Internal injuries mainly affect the entrance to the larynx, epiglottis, arytenoid cartilage, aryepiglottic folds and pear-shaped sinuses. Depending on the damaging factor, traumas are chemical, thermal and mechanical.
Chemical burns of the larynx are caused by strong alkalis (caustic soda) and acids (sulfuric, hydrochloric, nitric). Naturally, such burns are combined with burns in the mouth, throat and esophagus, the clinical manifestations of which are much heavier than in the larynx.
Etiology. Cicatricial stenosis of the larynx is one of the frequent complications of nonspecific and specific infectious diseases, as well as traumatic injuries.
Surgical interventions performed as an emergency for asphyxia (tracheotomy, conicotomy, etc.), can lead to pronounced laryngeal tracheal stenosis, which prevents decanulation. According to different data, 75% of stenosis of the larynx and trachea arise precisely as a result of urgent surgical interventions.
Laryngomalacia is a defect in the development of the larynx, during which the prolapse of the vestibule tissues occurs during inspiration, due to their abnormal compliance or due to neuromuscular laryngeal insufficiency.
Etiology. Consider two reasons for this defect - genetic and acquired. The first reason is due to the autosomal dominant nature of inheritance, the second - the effect of the effect on the fetus in the prenatal period of adverse factors, various neuromyogenic dysfunctions of the stomach and esophagus (gastroesophageal reflux).

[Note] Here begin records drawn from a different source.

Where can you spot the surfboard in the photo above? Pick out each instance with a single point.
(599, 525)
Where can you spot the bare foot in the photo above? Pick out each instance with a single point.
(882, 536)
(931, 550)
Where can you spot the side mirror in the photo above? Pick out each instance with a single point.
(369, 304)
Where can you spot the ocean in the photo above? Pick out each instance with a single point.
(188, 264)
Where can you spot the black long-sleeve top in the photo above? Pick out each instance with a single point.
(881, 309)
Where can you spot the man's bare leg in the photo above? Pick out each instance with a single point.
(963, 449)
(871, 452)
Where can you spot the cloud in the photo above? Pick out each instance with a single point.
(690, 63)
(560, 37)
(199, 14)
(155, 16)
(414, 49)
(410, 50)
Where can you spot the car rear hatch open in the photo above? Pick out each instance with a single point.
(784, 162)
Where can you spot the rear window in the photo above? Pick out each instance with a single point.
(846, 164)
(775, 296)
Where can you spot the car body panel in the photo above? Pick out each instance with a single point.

The laryngeal congenital stridor is a syndrome that occurs in a newborn immediately after birth or in the first weeks of life, characterized by a pronounced impairment of the respiratory function of the larynx, accompanied by a stridoric sound.
The developmental defects of intralaryngeal formations develop as a result of the disturbance of resorption of the embryonic mesenchymal tissue that performs the laryngeal lumen in the first two months of fetal embryonic development. With the delay or absence of resorption of this tissue, partial or total larynx atresia, circular cylindrical stenoses, and most often complete or partial, located between the vocal folds, and the laryngeal diaphragms may occur.
Malformations of the larynx are rare. Some of them are incompatible with life, for example, with agenesis or complete atresia of the larynx. Others are not so fatal, but some of them can cause severe breathing disorders immediately after the birth of the child. These defects require immediate surgical intervention. These kinds of dysgenesis include: developmental defects of the epiglottis, congenital cysts of the throat and epiglottis, laryngeal diaphragm.
Those paralycles are divided into peripheral ones, caused by the defeat of the corresponding motor nerves, and the central ones that arise when the bulbar nuclei of these nerves are affected, the superior conducting paths and centers.
Peripheral of neurogenic paralysis of the internal muscles of the larynx is caused by the defeat of vagus nerves, in particular, their branches - recurrent nerves. In this regard, it should be recalled that the recurrent nerves contain fibers for both the single paired muscle that widens the vocal cavity and for its narrowers.
Myogenic (myopathic) disorders, which depend only on the pathological changes in the muscles themselves, are rare and can be caused by some helminthiases (trichinosis), infectious diseases (tuberculosis, typhoid fever), and banal chronic inflammation, congenital myopathy, fatigue as a result of the voice load.